Quite obviously, a bevy of co-producers has crawled across these mostly recent songs, teasing unfinished tracks into full productions and employing the same kind of creative logic most of us probably would if called upon to create a posthumous Michael Jackson album from the singer's odds and ends.

They've unearthed a horror yarn, Monster, that idly recalls such hammy classics as Thriller and Bad, with the addition of a cameo from rapper 50 Cent. There's a tense Smooth Criminal soundalike in Hollywood Tonight and, on (I Can't Make It) Another Day, Lenny Kravitz contributes the kind of rock guitar Jackson previously commissioned from Eddie Van Halen, Slash and others.

Jackson's trademark vocal tics are less evident than usual. Maybe they just didn't have too many good ones on file. What they do have are some startlingly fresh moments, such as the sunny, upbeat Philadelphia soul of (I Like) The Way You Love Me, and some truly drab ones, notably the lachrymose Best Of Joy and the self-obsessed jackhammer R&B of Breaking News.

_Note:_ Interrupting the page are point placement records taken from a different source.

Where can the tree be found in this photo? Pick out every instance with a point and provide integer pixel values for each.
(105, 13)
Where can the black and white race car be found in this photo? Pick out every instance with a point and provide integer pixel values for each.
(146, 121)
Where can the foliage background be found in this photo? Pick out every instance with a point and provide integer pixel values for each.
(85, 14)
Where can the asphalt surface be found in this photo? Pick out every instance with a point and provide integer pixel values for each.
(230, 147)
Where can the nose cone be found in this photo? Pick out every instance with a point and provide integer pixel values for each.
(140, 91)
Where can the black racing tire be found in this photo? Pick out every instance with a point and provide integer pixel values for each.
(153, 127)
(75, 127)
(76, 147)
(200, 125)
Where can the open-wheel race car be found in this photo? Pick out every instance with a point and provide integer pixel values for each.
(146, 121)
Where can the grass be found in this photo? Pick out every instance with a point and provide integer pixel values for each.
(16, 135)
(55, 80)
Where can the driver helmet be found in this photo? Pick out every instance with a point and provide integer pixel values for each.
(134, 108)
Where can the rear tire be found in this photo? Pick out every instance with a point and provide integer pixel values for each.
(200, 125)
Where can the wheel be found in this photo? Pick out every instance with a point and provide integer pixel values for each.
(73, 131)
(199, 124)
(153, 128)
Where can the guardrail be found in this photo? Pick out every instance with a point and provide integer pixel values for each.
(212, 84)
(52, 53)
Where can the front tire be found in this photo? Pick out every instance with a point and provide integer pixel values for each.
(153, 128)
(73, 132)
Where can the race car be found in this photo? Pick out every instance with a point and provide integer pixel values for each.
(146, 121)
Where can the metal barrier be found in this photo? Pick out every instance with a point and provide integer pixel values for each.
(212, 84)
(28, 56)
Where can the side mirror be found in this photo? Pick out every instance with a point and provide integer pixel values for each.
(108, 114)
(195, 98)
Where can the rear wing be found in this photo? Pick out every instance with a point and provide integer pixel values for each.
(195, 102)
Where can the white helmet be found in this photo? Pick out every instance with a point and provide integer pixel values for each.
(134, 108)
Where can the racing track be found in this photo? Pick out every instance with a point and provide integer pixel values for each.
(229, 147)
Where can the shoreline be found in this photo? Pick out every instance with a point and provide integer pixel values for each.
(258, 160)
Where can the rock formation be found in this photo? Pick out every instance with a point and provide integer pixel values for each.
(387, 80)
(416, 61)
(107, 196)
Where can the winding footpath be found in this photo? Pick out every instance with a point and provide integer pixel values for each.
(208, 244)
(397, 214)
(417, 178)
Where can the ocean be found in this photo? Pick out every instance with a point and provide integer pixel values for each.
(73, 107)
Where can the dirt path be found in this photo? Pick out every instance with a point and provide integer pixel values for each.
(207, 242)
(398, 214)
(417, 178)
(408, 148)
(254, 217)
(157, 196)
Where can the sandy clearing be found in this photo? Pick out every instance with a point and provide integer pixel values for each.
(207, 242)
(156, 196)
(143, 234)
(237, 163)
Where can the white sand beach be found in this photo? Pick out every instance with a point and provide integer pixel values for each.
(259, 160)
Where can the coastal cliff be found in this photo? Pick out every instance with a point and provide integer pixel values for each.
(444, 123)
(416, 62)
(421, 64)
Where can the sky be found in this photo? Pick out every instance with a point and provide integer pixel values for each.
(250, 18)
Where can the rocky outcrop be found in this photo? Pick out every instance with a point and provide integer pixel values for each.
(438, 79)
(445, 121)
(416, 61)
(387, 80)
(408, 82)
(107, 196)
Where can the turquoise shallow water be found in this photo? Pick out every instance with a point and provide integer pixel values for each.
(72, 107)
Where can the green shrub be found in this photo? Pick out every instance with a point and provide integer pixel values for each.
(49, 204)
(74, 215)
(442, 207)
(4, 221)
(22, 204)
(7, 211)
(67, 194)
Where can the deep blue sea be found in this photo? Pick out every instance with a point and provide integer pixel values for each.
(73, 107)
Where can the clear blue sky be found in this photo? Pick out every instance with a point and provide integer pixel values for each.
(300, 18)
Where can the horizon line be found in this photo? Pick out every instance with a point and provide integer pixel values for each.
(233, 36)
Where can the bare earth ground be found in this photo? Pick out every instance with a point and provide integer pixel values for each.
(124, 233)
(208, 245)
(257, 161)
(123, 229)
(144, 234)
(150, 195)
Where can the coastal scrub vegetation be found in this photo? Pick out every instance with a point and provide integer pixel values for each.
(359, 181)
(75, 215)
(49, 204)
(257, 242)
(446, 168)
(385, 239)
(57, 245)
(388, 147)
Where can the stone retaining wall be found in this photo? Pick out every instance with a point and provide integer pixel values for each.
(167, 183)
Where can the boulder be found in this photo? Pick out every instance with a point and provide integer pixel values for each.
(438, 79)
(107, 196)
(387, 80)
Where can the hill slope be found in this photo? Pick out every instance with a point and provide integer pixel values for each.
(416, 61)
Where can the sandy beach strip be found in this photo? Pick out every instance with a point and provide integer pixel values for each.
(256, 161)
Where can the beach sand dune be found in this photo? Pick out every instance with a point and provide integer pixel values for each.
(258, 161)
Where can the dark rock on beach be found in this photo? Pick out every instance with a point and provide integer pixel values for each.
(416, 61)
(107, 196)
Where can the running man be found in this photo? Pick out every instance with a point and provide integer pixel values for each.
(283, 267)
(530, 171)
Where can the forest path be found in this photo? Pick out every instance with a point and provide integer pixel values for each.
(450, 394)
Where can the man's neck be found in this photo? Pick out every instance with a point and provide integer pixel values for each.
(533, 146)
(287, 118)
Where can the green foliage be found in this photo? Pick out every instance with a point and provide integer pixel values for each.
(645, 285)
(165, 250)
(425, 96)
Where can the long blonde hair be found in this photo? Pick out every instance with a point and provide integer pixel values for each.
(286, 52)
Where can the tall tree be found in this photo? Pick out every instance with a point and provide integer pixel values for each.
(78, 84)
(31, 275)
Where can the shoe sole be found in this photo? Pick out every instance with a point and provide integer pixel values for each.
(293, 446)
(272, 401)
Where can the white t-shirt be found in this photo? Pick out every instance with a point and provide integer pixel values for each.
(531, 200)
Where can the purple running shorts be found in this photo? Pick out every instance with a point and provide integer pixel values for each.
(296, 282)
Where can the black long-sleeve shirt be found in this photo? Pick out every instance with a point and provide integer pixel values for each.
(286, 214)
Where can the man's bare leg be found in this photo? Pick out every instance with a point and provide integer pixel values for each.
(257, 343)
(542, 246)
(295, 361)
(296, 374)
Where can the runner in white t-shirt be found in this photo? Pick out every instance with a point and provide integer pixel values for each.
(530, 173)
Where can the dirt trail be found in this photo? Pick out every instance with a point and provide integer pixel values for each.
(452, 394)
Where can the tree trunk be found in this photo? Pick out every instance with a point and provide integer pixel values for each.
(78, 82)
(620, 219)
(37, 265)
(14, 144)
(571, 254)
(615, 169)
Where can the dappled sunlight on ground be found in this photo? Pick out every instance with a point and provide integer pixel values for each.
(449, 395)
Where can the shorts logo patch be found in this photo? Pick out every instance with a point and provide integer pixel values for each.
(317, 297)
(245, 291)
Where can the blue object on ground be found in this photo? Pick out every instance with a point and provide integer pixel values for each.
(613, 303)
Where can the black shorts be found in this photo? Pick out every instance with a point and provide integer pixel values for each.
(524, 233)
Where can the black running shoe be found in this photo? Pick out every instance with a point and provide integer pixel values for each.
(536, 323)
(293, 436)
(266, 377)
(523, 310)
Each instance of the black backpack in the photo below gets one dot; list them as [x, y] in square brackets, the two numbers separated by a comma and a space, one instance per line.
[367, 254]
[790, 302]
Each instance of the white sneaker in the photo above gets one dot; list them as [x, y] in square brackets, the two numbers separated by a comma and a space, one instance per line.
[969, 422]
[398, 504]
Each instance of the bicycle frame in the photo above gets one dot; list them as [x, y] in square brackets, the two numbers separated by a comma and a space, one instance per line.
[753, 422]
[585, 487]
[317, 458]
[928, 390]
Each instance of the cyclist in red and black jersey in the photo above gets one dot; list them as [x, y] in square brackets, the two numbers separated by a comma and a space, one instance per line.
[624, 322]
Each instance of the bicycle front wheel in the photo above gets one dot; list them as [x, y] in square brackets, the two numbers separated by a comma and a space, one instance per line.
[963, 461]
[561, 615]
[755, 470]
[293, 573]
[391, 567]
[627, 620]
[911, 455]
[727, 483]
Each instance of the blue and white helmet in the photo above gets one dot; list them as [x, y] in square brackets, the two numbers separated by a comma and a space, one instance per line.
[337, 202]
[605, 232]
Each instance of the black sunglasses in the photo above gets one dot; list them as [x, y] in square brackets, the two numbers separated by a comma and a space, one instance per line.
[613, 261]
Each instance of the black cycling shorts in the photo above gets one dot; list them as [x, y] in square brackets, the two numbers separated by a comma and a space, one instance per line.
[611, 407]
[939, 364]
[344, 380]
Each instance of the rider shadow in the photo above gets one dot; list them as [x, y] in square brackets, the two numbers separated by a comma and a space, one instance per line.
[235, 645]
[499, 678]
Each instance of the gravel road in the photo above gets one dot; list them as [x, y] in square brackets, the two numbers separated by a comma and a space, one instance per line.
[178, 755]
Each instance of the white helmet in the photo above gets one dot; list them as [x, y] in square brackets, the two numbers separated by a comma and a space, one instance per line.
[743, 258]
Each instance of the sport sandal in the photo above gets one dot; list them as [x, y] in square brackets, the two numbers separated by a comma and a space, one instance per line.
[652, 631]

It might not be a surprise, meanwhile, that the record's two best tunes date from Jackson's fertile Eighties period. Behind The Mask, an adapted cover of a song by Japanese experimental pop group the Yellow Magic Orchestra, reminds you why Michael's musical legend persists; Much Too Soon, a stray Thriller ballad with strings and a Stevie Wonder-ish harmonica solo, is likewise made from classic stuff.

This curious project isn't so rich as to make the case that Jackson's sad death deprived us of a genius in his prime. It does, however, attest to the fact that there are interesting things in his attic, even if they do require an unspecified amount of fixing up.

Are there six more albums' worth? Let's wait and see. On this evidence, it might be a stretch.